二 当裁判所は、原告らが取消事由(一)で主張する本願発明の装置が引用例のものと比較してコンパクトに構成することができた旨の主張は、採用に値しないと考える。本願発明と引用例のものとを比較するに当つては、両者の濾過容量および清浄度を同一とした上で両者の装置の設置所要面積、高さ等を測定しなければならないが、本件に現われた資料ではそのような比較は困難であるといわざるを得ない。しかも、本願発明においてもフアンとこれを取付けるための装置を必要とするのに、これを構成のうちにいれていない本願発明と、これを構成とする引用例を比較したのでは、正しい比較とはならないのである。
三 しかし、原告らの主張する取消事由(二)については、その理由があり、審決は違法であつて取消を免れないものと考える。
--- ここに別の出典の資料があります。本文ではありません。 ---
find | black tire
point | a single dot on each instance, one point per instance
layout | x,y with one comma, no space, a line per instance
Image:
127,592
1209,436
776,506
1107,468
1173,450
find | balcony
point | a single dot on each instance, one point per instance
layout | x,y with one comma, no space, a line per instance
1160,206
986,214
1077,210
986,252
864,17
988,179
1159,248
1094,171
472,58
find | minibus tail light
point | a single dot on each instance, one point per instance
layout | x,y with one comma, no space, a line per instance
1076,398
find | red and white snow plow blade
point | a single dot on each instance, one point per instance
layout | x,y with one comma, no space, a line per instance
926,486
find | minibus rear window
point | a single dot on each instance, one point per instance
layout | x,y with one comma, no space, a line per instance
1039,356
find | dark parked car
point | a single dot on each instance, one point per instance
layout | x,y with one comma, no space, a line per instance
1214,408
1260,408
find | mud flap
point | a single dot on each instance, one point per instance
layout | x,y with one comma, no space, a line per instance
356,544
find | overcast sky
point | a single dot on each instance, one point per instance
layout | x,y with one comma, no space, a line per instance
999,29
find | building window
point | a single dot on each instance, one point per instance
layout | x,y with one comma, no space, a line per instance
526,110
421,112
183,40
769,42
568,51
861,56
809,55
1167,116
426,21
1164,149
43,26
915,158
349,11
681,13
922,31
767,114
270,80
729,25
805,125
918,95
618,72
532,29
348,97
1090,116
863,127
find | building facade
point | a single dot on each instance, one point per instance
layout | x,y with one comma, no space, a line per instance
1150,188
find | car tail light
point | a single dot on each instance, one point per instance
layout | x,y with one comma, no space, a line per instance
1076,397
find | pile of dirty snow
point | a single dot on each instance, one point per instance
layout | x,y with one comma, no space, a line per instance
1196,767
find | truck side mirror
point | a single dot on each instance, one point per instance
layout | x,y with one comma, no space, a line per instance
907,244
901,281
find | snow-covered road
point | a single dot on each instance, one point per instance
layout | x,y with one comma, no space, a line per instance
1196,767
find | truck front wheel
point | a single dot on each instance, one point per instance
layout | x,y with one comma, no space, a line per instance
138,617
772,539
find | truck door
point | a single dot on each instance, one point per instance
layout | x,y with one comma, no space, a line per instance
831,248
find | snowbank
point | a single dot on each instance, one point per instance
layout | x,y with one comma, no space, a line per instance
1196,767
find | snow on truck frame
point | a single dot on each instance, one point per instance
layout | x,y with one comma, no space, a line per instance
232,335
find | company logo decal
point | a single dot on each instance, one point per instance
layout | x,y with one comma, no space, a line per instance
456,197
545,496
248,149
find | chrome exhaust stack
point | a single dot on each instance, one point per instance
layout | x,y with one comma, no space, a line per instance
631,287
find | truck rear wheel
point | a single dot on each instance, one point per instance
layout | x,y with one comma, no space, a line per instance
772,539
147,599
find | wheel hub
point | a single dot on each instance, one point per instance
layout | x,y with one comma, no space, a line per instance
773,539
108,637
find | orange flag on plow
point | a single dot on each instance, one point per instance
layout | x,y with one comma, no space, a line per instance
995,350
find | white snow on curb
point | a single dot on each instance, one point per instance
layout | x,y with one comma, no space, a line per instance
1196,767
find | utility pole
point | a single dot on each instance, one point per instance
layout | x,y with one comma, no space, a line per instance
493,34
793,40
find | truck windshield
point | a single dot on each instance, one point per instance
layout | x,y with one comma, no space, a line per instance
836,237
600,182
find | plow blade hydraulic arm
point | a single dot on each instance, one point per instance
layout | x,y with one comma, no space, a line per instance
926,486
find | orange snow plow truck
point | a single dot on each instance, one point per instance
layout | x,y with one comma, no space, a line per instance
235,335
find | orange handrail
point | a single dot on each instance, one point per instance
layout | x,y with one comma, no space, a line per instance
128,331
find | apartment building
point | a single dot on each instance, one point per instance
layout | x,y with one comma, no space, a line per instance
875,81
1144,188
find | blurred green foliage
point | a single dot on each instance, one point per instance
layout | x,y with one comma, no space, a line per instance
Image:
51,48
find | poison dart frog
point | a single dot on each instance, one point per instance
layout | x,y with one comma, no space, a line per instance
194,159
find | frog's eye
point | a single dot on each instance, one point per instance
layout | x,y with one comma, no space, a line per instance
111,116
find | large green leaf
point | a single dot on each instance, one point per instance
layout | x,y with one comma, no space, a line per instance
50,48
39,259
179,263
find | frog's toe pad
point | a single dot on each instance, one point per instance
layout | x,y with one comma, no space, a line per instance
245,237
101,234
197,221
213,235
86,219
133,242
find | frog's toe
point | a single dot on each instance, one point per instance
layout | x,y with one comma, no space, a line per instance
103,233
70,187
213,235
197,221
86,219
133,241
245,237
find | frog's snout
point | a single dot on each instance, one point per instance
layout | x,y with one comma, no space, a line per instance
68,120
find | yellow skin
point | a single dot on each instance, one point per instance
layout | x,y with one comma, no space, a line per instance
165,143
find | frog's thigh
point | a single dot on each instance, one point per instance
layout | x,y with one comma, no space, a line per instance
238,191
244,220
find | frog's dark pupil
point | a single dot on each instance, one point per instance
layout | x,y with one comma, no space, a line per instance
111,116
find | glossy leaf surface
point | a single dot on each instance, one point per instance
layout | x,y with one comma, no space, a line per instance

当事者間に争いのない本願発明の要旨によれば、本願発明において気体状媒体の出口は、「濾過室の分離層より下の空間」にあるものとされている。そして、この濾過室の構成について、本願発明の要旨によれば、その内部に多孔体からなる分離層をもちその分離層の上下にそれぞれ空間を有する室であるとされている。したがつて、「濾過室の分離層より下の空間」は、室の一部であり閉ざされた構造のものと解すべきであり、濾過室の下部は室外に開放されているような構造のものではないということができる。そして、成立に争いない甲第二号証の二の記載によれば、本願発明の明細書中、発明の詳細な説明には、連通管の配置構成と気体状媒体の出口を濾過室の分離層より下の空間に配置したことと相まつて、洗滌ガスを精製ガスの方向と逆方向に流通することによつて分離層をそのままの状態で洗滌することを可能としている旨記載されていると認めることができる(明細書三ページ三行より七行までの記載。また、図面の第一図から第五図までに図示された本願発明の全実施例においては、いずれも洗滌ガスが分離層より下の空間に配置された気体状媒体の出口より流入し、分離層を下から上へと貫通して洗滌すべきことが記載されている。)。
もつとも、前記甲第二号証の二の記載によれば、本願発明の明細書中詳細な説明の欄には「分離層容器からの精製ガスの流出には、特に円盤弁よりなるスロツトルバルブを介して、精製ガス流出管または洗滌ガス導入管との選択的な接続が良好なように作られている。」旨記載され(明細書三ページ八行から一一行まで)、その実施例中には、被告の指摘するように濾過室の下の空間に二種類の導管が設けられ、一方の導管を閉塞することによつて逆洗を可能にする装置が示されている事実を認めることができる。したがつて、本願発明の装置において逆方向の洗滌ガスを流入するためには、洗滌ガス導入管その他の装置を必要とするものであることは明らかである。そして、成立に争いない甲第三号証によれば、このような逆方向の洗滌ガスの流入については特許請求の範囲には何ら記載されていない。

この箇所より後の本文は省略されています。